Homo sapiens sapiens, die Naturkatastrophe. Ich frage mich, ob wir damit den 'anderen' Naturkatastrophen, wie z. B. Asteroideneinschlägen aus dem All oder der Explosion von Supervulkanen zeigen wollen, wo der Hammer hängt? Wollen wir zeigen, dass wir sapiens sapiens genug sind, um es zu schaffen, diese noch zu übertreffen?
Es gab in allen Zeiten Gutes und Schlechtes. Jede Zeit hatte ihre eigene 'Finsternis'. Jede Generation wiederholt die Fehler der Vergangenheit, höchstens leicht variiert, wieder und wieder von neuem. Das einzige, was wir gut können, das ist - das Rad immer wieder neu zu erfinden. Weil wir immer wieder auch so vieles vergessen. Das dann irgendwann etwas ganz Neues ist. Nun ja, das ist im doppelten Sinne auch nichts Neues ...

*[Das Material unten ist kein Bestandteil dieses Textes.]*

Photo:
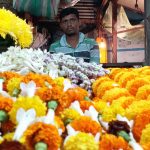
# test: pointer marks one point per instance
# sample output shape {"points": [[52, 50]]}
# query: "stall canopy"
{"points": [[44, 8]]}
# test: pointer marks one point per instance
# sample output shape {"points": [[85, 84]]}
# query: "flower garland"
{"points": [[17, 28]]}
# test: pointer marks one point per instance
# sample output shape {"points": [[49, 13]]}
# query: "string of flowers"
{"points": [[17, 28]]}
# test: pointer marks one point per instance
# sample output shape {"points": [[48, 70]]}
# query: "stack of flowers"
{"points": [[16, 28]]}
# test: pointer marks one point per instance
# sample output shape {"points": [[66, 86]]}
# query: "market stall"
{"points": [[54, 101]]}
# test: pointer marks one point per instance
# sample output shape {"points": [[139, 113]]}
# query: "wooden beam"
{"points": [[147, 32], [114, 31]]}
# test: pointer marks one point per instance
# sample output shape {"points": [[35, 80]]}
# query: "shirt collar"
{"points": [[63, 41]]}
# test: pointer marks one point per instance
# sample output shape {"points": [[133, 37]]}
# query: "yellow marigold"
{"points": [[140, 122], [69, 114], [145, 137], [59, 123], [84, 105], [86, 124], [13, 83], [111, 142], [146, 146], [8, 136], [137, 107], [133, 85], [114, 72], [107, 85], [126, 77], [111, 112], [120, 74], [123, 101], [100, 106], [44, 93], [96, 84], [81, 141], [28, 103], [22, 36], [5, 103], [40, 132], [114, 94], [60, 82], [7, 127], [143, 92]]}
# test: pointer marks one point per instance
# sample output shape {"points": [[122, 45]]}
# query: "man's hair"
{"points": [[68, 11]]}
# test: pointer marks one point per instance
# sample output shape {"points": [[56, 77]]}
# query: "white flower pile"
{"points": [[38, 61]]}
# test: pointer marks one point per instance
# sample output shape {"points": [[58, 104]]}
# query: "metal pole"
{"points": [[147, 31], [114, 31]]}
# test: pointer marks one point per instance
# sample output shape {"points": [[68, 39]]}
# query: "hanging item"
{"points": [[45, 8]]}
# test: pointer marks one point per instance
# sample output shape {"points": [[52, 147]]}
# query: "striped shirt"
{"points": [[87, 48]]}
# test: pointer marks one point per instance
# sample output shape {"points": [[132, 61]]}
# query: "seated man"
{"points": [[73, 42]]}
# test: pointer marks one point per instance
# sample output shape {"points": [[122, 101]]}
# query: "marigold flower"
{"points": [[110, 142], [70, 96], [137, 107], [12, 145], [5, 103], [7, 75], [120, 74], [84, 105], [100, 106], [69, 114], [13, 83], [145, 137], [146, 146], [81, 141], [42, 132], [143, 92], [126, 77], [28, 103], [123, 101], [114, 94], [111, 112], [44, 93], [7, 127], [114, 72], [99, 81], [22, 36], [107, 85], [140, 122], [86, 124], [133, 85]]}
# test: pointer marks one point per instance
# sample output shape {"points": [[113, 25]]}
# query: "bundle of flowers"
{"points": [[48, 113], [16, 28], [24, 61]]}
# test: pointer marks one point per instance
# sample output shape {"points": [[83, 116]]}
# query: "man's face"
{"points": [[70, 24]]}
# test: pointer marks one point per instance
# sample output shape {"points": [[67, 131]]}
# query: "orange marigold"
{"points": [[42, 132], [96, 84], [133, 85], [143, 92], [140, 122], [127, 76], [86, 124], [114, 94], [107, 85], [111, 142], [120, 74], [44, 93], [114, 72], [5, 103], [146, 146], [84, 105]]}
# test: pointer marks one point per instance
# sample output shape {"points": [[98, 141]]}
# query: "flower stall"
{"points": [[54, 101]]}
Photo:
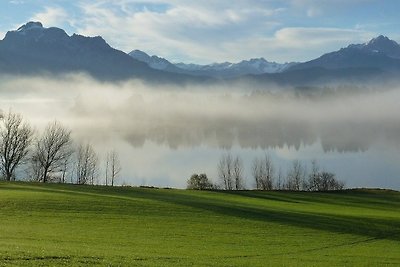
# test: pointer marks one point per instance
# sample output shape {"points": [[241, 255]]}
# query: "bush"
{"points": [[199, 182]]}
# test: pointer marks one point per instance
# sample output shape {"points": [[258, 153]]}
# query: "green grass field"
{"points": [[81, 225]]}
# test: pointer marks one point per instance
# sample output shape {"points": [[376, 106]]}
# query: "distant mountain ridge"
{"points": [[380, 53], [33, 49], [225, 70]]}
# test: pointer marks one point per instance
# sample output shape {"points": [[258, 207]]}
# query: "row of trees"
{"points": [[266, 177], [51, 156]]}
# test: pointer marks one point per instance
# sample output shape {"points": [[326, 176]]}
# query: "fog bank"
{"points": [[171, 120]]}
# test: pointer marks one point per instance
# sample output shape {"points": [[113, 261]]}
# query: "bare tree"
{"points": [[238, 173], [225, 171], [113, 166], [295, 177], [15, 139], [52, 149], [107, 170], [86, 164], [263, 173], [314, 178], [279, 182]]}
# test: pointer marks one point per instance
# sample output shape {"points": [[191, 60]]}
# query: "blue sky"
{"points": [[215, 30]]}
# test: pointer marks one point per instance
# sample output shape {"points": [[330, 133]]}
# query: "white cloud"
{"points": [[51, 16], [315, 8]]}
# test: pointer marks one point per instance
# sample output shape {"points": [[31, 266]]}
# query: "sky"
{"points": [[214, 30]]}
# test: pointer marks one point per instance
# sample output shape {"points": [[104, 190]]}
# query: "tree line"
{"points": [[51, 156], [265, 176]]}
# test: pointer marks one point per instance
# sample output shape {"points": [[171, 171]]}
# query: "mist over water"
{"points": [[165, 133]]}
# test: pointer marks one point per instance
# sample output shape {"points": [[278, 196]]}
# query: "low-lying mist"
{"points": [[135, 116]]}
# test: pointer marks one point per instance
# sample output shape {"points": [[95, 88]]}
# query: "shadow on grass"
{"points": [[215, 202]]}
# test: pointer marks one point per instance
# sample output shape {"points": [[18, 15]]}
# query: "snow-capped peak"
{"points": [[30, 25]]}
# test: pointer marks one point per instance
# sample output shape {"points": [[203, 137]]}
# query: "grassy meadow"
{"points": [[70, 225]]}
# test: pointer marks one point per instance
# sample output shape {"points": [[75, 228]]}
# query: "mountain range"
{"points": [[220, 70], [33, 49]]}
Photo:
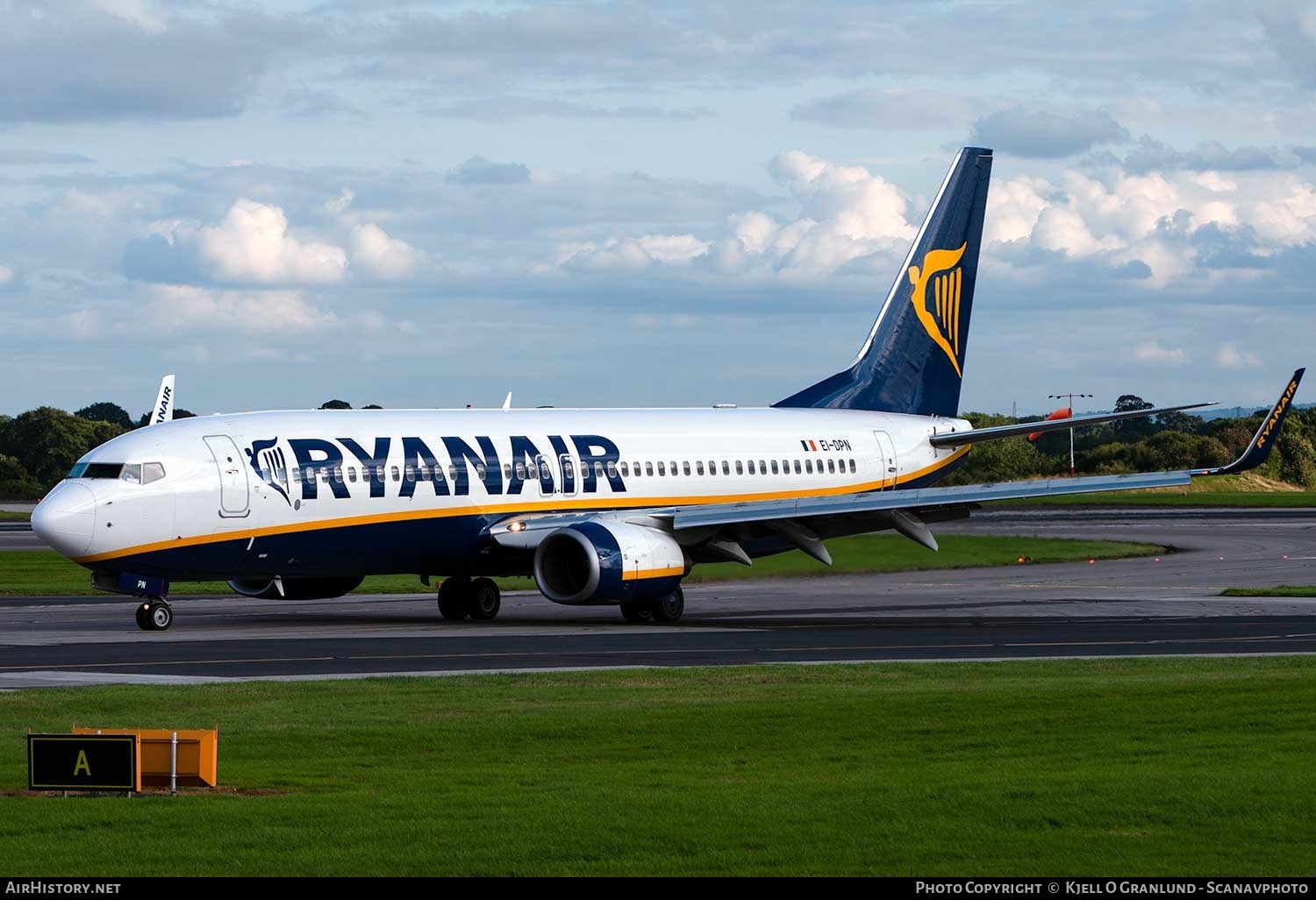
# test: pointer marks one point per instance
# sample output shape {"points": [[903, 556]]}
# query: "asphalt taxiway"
{"points": [[1132, 607]]}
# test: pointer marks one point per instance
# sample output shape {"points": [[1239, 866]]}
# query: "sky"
{"points": [[615, 203]]}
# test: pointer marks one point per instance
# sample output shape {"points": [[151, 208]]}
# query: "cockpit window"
{"points": [[131, 473], [97, 470]]}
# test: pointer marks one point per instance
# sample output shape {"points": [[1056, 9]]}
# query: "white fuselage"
{"points": [[412, 491]]}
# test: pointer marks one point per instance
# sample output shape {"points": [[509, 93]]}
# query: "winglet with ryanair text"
{"points": [[1265, 437]]}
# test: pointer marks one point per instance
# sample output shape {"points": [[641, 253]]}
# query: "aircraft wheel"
{"points": [[670, 608], [486, 600], [637, 612], [454, 599], [160, 616]]}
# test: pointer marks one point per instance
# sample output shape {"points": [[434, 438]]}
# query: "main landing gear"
{"points": [[154, 615], [666, 610], [460, 597]]}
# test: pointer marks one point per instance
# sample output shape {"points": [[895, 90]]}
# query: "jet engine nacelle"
{"points": [[295, 589], [597, 563]]}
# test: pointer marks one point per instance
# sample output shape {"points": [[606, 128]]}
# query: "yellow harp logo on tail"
{"points": [[941, 320]]}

Das Heute ist nicht schlechter als das Gestern. Aber es ist genauso schlecht. Nur anders schlecht. Da beißt die Maus keinen Faden ab.

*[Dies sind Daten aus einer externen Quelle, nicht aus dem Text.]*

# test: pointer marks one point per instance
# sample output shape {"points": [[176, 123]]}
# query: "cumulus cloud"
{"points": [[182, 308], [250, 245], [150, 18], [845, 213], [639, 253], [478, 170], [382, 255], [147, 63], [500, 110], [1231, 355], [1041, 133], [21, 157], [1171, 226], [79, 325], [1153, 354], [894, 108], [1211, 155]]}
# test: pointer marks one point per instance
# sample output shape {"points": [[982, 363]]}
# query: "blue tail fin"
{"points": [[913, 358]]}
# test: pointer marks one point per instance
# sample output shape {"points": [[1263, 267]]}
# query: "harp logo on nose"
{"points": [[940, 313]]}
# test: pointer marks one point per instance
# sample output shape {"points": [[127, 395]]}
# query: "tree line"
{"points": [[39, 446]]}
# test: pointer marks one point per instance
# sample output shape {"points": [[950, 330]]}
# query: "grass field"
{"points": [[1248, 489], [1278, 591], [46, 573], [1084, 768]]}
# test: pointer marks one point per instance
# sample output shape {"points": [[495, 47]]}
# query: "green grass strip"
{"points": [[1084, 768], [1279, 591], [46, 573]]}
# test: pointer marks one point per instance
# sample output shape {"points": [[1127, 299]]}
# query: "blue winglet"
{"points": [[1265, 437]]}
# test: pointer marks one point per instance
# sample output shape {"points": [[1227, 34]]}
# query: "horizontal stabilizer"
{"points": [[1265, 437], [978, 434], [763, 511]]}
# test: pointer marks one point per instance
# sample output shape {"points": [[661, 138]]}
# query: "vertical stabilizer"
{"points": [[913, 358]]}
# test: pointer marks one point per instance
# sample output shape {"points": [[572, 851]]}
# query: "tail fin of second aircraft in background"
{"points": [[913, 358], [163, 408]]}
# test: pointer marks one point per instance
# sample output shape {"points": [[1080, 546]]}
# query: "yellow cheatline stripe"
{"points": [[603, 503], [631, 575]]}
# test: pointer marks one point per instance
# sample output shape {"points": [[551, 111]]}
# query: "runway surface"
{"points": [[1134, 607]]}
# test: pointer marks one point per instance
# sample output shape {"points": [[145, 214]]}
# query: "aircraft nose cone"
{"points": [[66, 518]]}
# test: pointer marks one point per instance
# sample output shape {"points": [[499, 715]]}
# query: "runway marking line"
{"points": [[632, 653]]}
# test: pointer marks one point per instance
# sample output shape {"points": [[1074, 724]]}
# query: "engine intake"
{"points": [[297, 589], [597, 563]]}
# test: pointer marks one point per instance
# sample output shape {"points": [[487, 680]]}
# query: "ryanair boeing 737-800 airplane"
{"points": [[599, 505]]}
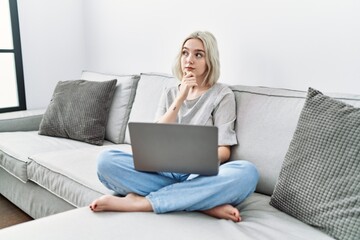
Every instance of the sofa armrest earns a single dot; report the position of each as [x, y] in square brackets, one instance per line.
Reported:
[28, 120]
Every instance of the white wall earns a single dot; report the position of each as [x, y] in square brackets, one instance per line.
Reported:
[52, 39]
[278, 43]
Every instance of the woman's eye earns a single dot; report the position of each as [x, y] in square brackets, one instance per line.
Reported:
[185, 53]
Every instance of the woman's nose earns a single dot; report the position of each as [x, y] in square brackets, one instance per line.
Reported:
[190, 59]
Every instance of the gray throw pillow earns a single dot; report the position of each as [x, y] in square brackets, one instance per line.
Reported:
[319, 182]
[79, 110]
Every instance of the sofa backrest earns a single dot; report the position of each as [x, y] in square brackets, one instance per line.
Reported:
[266, 122]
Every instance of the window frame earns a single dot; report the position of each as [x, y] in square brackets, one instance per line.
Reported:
[17, 57]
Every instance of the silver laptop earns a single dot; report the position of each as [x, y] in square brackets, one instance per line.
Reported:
[180, 148]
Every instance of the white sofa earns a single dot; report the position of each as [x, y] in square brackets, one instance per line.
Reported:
[46, 175]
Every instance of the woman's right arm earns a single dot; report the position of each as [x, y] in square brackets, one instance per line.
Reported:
[187, 83]
[171, 114]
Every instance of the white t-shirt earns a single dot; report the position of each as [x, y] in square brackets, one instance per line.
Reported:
[216, 107]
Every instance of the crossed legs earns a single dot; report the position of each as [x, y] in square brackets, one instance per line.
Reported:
[167, 192]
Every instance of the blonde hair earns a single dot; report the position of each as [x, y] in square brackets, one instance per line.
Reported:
[211, 57]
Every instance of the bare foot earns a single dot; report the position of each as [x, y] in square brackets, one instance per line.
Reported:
[131, 203]
[224, 212]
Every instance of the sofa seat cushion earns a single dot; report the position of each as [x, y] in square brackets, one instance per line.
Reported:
[16, 147]
[260, 221]
[71, 174]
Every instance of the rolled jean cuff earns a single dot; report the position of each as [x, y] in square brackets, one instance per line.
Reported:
[154, 203]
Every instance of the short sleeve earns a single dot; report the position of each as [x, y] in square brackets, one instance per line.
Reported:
[224, 117]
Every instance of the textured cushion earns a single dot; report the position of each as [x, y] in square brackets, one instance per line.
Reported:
[121, 104]
[79, 110]
[148, 93]
[319, 182]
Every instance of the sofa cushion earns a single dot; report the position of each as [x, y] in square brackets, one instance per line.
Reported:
[16, 147]
[266, 121]
[319, 182]
[27, 120]
[260, 221]
[148, 93]
[79, 110]
[121, 104]
[71, 174]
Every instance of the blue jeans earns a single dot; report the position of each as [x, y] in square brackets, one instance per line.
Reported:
[168, 192]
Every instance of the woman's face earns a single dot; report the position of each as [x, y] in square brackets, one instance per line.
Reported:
[193, 58]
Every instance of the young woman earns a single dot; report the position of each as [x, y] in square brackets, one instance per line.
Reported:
[200, 100]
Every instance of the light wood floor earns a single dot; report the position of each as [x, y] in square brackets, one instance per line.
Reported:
[10, 214]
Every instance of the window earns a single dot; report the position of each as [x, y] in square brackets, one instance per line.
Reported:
[12, 91]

Ich zitiere mal aus der Antike:
Die Jugend liebt heutzutage den Luxus. Sie hat schlechte Manieren, verachtet die Autorität, hat keinen Respekt vor den älteren Leuten und schwatzt, wo sie arbeiten sollte. Die jungen Leute stehen nicht mehr auf, wenn Ältere das Zimmer betreten. Sie widersprechen ihren Eltern, schwadronieren in der Gesellschaft, verschlingen bei Tisch die Süßspeisen, legen die Beine übereinander und tyrannisieren ihre Lehrer.
Sokrates, *469 v. Chr., † 399 v. Chr.
Hat sich nichts geändert, stimmts? Ja, es ist immer das alte Lied. Ich wünschte, wir würden endlich mal wirklich von unserem selbstgebauten Thron herabsteigen, die Krone abnehmen, mit der wir uns selbst krönten und ein neues Lied schreiben. Das wünschte ich wirklich. Ein ganz neues, schönes, harmonisches Lied, eines, das noch nie zuvor erklang ...
Glaube ich daran? Ganz ehrlich - nein, nicht wirklich. Aber das Träumen gibt mir Kraft, hält mich aufrecht. Deshalb bewahre ich mir diese Fähigkeit. Für ein wenig Schönheit, um mit der Hässlichkeit fertig werden zu können. Um nicht an ihr zu verzweifeln.